Casting the wide net however creates a huge problem for most businesses. It opens the door to lots of unqualified applicants. That’s where an applicant tracking system saves the day.  It allows an employer to throw out that wide net and post on job boards like Careerbuilder and Monster, job search engines like SimplyHired and Indeed, social media sites like LinkedIn, Facebook, and Twitter, sites like Craigslist, and even local advertising but funnel all applications to one portal which automatically qualifies or un-qualifies applicants.

But I digress.
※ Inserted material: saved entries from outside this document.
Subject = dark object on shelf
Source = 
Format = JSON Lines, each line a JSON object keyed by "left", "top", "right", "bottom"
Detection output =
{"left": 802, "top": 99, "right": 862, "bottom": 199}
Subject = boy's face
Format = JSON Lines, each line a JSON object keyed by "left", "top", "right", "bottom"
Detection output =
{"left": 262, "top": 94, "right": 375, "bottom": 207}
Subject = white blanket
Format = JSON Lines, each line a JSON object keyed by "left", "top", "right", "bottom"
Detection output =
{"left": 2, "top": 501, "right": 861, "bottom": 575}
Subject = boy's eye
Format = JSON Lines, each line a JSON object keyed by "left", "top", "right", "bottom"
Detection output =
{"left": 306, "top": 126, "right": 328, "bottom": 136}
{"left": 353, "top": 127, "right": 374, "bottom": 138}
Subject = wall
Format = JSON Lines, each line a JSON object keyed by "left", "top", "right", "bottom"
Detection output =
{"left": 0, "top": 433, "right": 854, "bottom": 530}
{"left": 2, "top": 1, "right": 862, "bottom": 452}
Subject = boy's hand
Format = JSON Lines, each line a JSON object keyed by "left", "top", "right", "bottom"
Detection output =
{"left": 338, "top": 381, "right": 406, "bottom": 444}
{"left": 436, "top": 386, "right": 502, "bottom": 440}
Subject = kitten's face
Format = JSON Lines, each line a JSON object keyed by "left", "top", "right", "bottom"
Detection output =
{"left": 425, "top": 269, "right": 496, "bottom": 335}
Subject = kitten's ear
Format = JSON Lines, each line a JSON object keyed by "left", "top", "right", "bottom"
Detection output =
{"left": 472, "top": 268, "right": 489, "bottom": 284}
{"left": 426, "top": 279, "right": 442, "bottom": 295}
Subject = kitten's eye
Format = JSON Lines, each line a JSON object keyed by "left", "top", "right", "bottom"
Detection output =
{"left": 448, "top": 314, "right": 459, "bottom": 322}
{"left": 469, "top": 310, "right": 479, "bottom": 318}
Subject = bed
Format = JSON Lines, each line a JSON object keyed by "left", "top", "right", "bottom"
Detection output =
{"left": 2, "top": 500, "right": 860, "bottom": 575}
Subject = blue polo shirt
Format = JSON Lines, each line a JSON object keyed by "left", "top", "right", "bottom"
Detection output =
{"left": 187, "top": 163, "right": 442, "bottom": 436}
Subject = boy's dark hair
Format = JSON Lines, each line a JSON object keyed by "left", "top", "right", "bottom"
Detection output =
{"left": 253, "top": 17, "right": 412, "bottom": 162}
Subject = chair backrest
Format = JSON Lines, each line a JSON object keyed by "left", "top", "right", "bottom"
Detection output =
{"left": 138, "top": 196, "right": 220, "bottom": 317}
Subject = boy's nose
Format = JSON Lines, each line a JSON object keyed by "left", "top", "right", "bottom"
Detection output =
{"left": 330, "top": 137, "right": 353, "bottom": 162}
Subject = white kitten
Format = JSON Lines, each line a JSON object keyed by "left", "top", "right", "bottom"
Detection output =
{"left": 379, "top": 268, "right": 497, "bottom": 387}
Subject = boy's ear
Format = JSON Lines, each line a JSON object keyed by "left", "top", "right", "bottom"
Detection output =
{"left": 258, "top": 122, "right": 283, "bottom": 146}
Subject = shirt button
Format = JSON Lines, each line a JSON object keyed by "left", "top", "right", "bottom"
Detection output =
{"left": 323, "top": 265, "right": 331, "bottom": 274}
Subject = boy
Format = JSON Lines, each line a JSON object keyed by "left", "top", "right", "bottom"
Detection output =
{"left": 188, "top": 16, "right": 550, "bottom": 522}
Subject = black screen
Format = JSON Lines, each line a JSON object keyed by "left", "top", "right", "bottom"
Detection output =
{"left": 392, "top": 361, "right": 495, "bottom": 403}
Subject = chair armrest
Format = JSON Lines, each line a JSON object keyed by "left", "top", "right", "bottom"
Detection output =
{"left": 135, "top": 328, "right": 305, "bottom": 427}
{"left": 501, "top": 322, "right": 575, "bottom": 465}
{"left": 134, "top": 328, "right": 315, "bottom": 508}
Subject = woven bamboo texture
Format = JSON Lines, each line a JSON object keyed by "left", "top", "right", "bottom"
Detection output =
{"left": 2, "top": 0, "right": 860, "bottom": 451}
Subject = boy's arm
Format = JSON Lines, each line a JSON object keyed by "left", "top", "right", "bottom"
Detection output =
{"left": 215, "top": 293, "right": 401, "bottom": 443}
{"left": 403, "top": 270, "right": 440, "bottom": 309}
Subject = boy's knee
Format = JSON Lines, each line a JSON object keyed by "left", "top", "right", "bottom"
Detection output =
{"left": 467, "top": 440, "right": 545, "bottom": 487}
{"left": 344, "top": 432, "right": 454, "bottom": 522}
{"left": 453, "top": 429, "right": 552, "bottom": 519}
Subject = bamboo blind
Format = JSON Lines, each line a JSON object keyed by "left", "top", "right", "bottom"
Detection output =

The need for casting the wide net should be obvious.  But sometimes even the wide net doesn’t work.  For many reasons and like I mentioned earlier, the job posting that works in one location might be a dud in another.

Here’s an example of what I’m talking about.  We helped a client launch a career page and applicant processing system just a few weeks ago.  They received an overwhelming response for an administrative position in a matter of a few days.
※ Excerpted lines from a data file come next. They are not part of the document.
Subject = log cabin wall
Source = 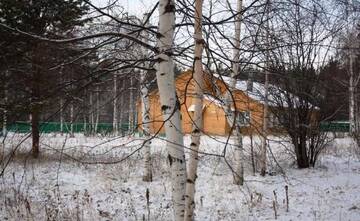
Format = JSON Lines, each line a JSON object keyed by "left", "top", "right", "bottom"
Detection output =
{"left": 137, "top": 70, "right": 285, "bottom": 136}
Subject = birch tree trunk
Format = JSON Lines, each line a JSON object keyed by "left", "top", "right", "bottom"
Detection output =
{"left": 119, "top": 80, "right": 125, "bottom": 135}
{"left": 347, "top": 0, "right": 356, "bottom": 136}
{"left": 140, "top": 69, "right": 153, "bottom": 182}
{"left": 260, "top": 0, "right": 271, "bottom": 176}
{"left": 260, "top": 71, "right": 269, "bottom": 176}
{"left": 95, "top": 86, "right": 100, "bottom": 134}
{"left": 349, "top": 49, "right": 356, "bottom": 135}
{"left": 141, "top": 13, "right": 153, "bottom": 182}
{"left": 113, "top": 72, "right": 119, "bottom": 135}
{"left": 156, "top": 0, "right": 187, "bottom": 220}
{"left": 89, "top": 91, "right": 94, "bottom": 134}
{"left": 224, "top": 0, "right": 244, "bottom": 185}
{"left": 185, "top": 0, "right": 204, "bottom": 219}
{"left": 128, "top": 76, "right": 134, "bottom": 133}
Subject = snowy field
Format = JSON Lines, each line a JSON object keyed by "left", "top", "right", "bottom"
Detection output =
{"left": 0, "top": 133, "right": 359, "bottom": 220}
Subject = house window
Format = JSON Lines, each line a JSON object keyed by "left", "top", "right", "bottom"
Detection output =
{"left": 268, "top": 112, "right": 282, "bottom": 127}
{"left": 236, "top": 111, "right": 251, "bottom": 126}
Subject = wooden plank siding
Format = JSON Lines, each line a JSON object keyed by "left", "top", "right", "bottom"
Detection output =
{"left": 137, "top": 70, "right": 281, "bottom": 136}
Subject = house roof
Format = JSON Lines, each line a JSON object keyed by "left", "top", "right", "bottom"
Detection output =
{"left": 214, "top": 74, "right": 319, "bottom": 109}
{"left": 214, "top": 74, "right": 283, "bottom": 107}
{"left": 187, "top": 94, "right": 225, "bottom": 112}
{"left": 145, "top": 69, "right": 316, "bottom": 109}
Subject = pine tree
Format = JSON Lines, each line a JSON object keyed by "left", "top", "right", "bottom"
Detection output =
{"left": 0, "top": 0, "right": 89, "bottom": 158}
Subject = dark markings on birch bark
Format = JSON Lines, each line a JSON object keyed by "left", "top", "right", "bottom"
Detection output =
{"left": 156, "top": 32, "right": 163, "bottom": 39}
{"left": 175, "top": 98, "right": 181, "bottom": 110}
{"left": 168, "top": 154, "right": 185, "bottom": 167}
{"left": 168, "top": 154, "right": 173, "bottom": 166}
{"left": 161, "top": 105, "right": 171, "bottom": 112}
{"left": 192, "top": 128, "right": 200, "bottom": 134}
{"left": 164, "top": 51, "right": 173, "bottom": 57}
{"left": 164, "top": 1, "right": 175, "bottom": 13}
{"left": 195, "top": 38, "right": 206, "bottom": 45}
{"left": 157, "top": 57, "right": 166, "bottom": 63}
{"left": 186, "top": 179, "right": 194, "bottom": 184}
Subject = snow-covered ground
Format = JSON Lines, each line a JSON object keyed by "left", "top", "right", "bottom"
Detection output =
{"left": 0, "top": 133, "right": 359, "bottom": 220}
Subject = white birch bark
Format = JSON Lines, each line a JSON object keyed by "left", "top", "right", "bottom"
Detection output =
{"left": 156, "top": 0, "right": 187, "bottom": 220}
{"left": 113, "top": 72, "right": 119, "bottom": 135}
{"left": 349, "top": 54, "right": 355, "bottom": 135}
{"left": 89, "top": 91, "right": 94, "bottom": 134}
{"left": 119, "top": 80, "right": 125, "bottom": 135}
{"left": 185, "top": 0, "right": 204, "bottom": 219}
{"left": 260, "top": 0, "right": 271, "bottom": 176}
{"left": 129, "top": 76, "right": 134, "bottom": 133}
{"left": 347, "top": 0, "right": 357, "bottom": 136}
{"left": 141, "top": 13, "right": 153, "bottom": 182}
{"left": 140, "top": 70, "right": 153, "bottom": 182}
{"left": 260, "top": 71, "right": 269, "bottom": 176}
{"left": 95, "top": 86, "right": 100, "bottom": 133}
{"left": 224, "top": 0, "right": 244, "bottom": 185}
Viewed Started Completed Qualified
General Office Clerk 515 168 94 64
Home Health Assistant – County #1 164 52 22 17
Home Health Assistant – County #2 88 25 18 15

The office clerk ad was viewed by 515 applicants; 168 started an application.  Ninety-four (94) completed it and 2/3 of them met the basic qualifications.  Through a series of screening questions, we were able to help the client narrow down the talent pool quickly and effortlessly.

What is often neglected but essential to know is where did most of the qualified candidates come from? Over 90 percent of the qualified applicants came from Indeed, the most popular job search engine. Only 2 qualified applicants came from Craigslist.

Indeed Craigslist Other
Office Clerk 86 2 6
HHA – County #1 13 7 2
HHA – County #2 3 7 6

But let’s now look at the job postings for home health assistant, one of the fastest growing jobs and most difficult to fill.  My client received only 22 qualified applications during the same period. For this position, 15 applicants found the job on Indeed and 7 found it on Craigslist.  While Indeed was still the winner, Craigslist was still a viable source.

Now let’s move over one county, just 20 miles away.  The same home health assistant job posting attracted 18 qualified jobseekers. But the sources were very different. In the neighboring county, Craigslist was the winner with 7 candidates; Indeed provided only 3. Other sources attracted the balance.

While admittedly a small sample, it should be obvious that single source recruitment is often a black hole.  Moving from one source to another is like playing Whack-A-Mole at the local amusement park. Effective sourcing and recruiting requires a recipe that includes multiple sources that produce candidates who meet basic qualifications.  More importantly, that recipe might change from job title to job title and location to location.